Google is bringing in stricter rules for Chrome extension developers, a move should reduce the risk of crypto hacks and mining malware.
Announced Monday, the web and technology giant is planning a series of changes to the way Chrome handles extensions that request extensive permissions, and is also tightening the rules for developers distributing extensions via the Chrome Web Store.
Google said in a blog post:
“It’s crucial that users be able to trust the extensions they install are safe, privacy-preserving, and performant. Users should always have full transparency about the scope of their extensions’ capabilities and data access.”
From Chrome 70 (currently in beta), users will have the ability to restrict an extension’s access to a custom list of sites, or to set extensions to require permission each time they need to gain access to a page, the company explains.
Google adds that extensions that request “powerful permissions” will be subjected to “additional compliance review.”
“We’re also looking very closely at extensions that use remotely hosted code, with ongoing monitoring,” the post states.
The firm explains the move, saying “While host permissions have enabled thousands of powerful and creative extension use cases, they have also led to a broad range of misuse – both malicious and unintentional … Our aim is to improve user transparency and control over when extensions are able to access site data.”
Google also said that, from Monday, Chrome Web Store will no longer allow extensions with hidden, or obfuscated, code. Existing extensions with obfuscated code have 90 days to comply with the new rule, it adds.

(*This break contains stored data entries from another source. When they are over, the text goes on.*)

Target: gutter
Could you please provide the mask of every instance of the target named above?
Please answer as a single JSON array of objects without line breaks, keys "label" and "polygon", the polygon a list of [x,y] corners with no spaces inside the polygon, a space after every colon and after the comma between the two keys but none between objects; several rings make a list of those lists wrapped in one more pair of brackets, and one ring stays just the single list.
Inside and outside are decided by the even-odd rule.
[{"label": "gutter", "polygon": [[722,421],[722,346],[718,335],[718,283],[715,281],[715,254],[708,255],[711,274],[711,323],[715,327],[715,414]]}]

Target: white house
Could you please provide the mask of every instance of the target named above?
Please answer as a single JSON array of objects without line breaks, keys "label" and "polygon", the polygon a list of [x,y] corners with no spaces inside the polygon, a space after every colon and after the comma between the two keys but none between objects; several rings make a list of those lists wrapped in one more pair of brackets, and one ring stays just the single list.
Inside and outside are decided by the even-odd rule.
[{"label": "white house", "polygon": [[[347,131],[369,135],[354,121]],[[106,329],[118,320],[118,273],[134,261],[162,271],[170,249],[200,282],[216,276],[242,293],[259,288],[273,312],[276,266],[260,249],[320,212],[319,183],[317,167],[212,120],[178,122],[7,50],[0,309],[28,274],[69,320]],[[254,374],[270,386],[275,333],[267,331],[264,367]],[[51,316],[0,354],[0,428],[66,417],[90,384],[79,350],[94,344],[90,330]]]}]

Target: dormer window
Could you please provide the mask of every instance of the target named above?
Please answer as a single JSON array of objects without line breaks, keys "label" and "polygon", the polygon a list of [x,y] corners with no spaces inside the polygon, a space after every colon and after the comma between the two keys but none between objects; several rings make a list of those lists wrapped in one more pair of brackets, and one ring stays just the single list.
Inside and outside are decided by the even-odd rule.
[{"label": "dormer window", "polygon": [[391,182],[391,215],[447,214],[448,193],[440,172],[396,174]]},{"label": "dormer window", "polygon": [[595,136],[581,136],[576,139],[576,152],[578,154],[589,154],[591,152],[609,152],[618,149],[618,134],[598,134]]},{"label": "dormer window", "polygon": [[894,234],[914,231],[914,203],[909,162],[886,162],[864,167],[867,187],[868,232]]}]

According to the post, more than 70 percent of “malicious and policy violating extensions” that Google blocks from the Web Store contain obfuscated code. Further, as obfuscation is “mainly used to conceal code functionality,” it greatly adds to the complexity of the Google’s extension review process.
“This is no longer acceptable given the aforementioned review process changes,” Google stated.
And in a final security measure, in 2019, all extension developer accounts must be protected by 2-step verification to lower the risk of hackers taking over an account.
In the past, Chrome extensions have been used by cyber-criminals to provide access to victims machines.
For example, just a month ago, hackers uploaded a malicious version of the Mega extension to the Web Store. People who used the official installer over the next few hours had their accounts compromised, according to ZDNet – including users of the MyEtherWallet and MyMonero crypto wallets, and decentralized exchange IDEX.
Google has also been forced to crack down on extensions that used downloaders’ devices to mine cryptocurrencies without their knowledge. In April, the Web Store blocked extensions that mine cryptocurrencies, whether or not mining was a deliberate feature.